Утром в субботу я встаю совершенно разбитой. Вокруг глаз виднеются темные круги, голова раскалывается. Марк присылает мне картинку с котятами и голосовое сообщение. Спрашивает, как мое самочувствие. Я делаю селфи и высылаю ему. «Бедняга! – пишет Марк. – Выздоравливай». Мне становится грустно. Я ведь ожидала, что мои выходные будут наполнены романтикой, а вместо этого мне надо идти в школу и выслушивать о себе всякое неприятное.
Во всей ситуации радует только одно – то, что Тисецкий обещал не приходить. Мне не хочется снова видеть этого мерзкого бородача. И тем более не хочется оправдываться перед психологом в его присутствии.

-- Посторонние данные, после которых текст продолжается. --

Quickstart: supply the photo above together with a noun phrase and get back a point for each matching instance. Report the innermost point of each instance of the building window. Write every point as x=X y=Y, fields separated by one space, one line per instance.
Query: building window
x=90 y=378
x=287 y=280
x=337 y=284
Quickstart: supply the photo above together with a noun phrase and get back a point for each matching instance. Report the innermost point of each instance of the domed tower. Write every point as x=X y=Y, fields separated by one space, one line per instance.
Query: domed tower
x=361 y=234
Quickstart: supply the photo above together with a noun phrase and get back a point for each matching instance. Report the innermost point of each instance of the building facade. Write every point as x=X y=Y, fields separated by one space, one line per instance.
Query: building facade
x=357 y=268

Он мою дочь выставил крайней, а если услышит о Люсиной анкете, вообще устроит истерику.
Я натягиваю черные брюки и глухой белый свитер, собираю волосы в хвост. Краситься лень, только синяки вокруг глаз замазываю тоналкой. Вместо вчерашнего пальто нацепляю куртку, вместо ботинок на каблуке – обуваю простые, на плоской подошве.
– Ариана удалила канал? – спрашиваю я у Люси перед выходом из дома.
– Нет, – помолчав, признается дочь. – Она еще не читала мои сообщения.
Мысленно чертыхнувшись, я чмокаю Люсю в щеку и тащусь в школу. В груди у меня копошатся дурные предчувствия.
Кабинет психолога располагается на первом этаже. Я нахожу его почти сразу, дергаю за ручку массивную дверь. Та почему-то заперта. Может, психолог и не в курсе, что у нее сегодня какая-то консультация?
Потоптавшись, я стучу и прислушиваюсь.
– Да нет там никого! – грохает рядом со мной голос Тисецкого. – Не ломитесь.
От неожиданности я даже слегка подпрыгиваю. Оборачиваюсь. Тисецкий нависает надо мной стеной, на его лице читается недовольство.
– Без вас разберусь, что мне делать, – цежу я и демонстративно стучу еще раз. Разумеется, мне никто не отвечает.
Тисецкий медленно окидывает меня взглядом, ухмыляется.
– Как вы интересно сегодня вырядились. Решили прикинуться пай-девочкой? – чуть погодя спрашивает он. – Думаете, поможет?
Я решаю не отвечать, отхожу немного в сторону, делаю вид, что изучаю плитку под ногами. Сердце бьется быстрей обычного, ладони потеют. Вот какого черта он притащился? Говорил же, занят будет.
Из кабинета, располагавшегося дальше по коридору, выглядывает полная кудрявая женщина.
– Вы ко мне? – спрашивает она.
– Нет, я к психологу. – Я нервно поправляю воротник свитера. – На консультацию.
– Чудесно! – нараспев произносит женщина с кудряшками. – Я и есть психолог.
Она выходит в коридор и подходит к нам.
– Вы родители Тисецкой или Смирновой?
– Мы не вместе, – быстро говорю я. – Я мама Смирновой.
– А я отец Тисецкой, – мрачно представляется папа Арианы.
– Так значит все в сборе! – Просияв, психолог отпирает дверь своего кабинета и любезно распахивает перед нами. – Проходите, дорогие мои.
Тисецкий прет вперед, а я остаюсь стоять. Психолог глядит на меня вопросительно.
– А можно нам как-то по очереди с вами пообщаться? – шепотом спрашиваю я. – Я не хочу обсуждать свою дочь в присутствии этого человека. – Я киваю в сторону Тисецкого.
– Я и не собираюсь обсуждать с вами детей, – с блаженным видом сообщает психолог. – Мы будем говорить исключительно о воспитании.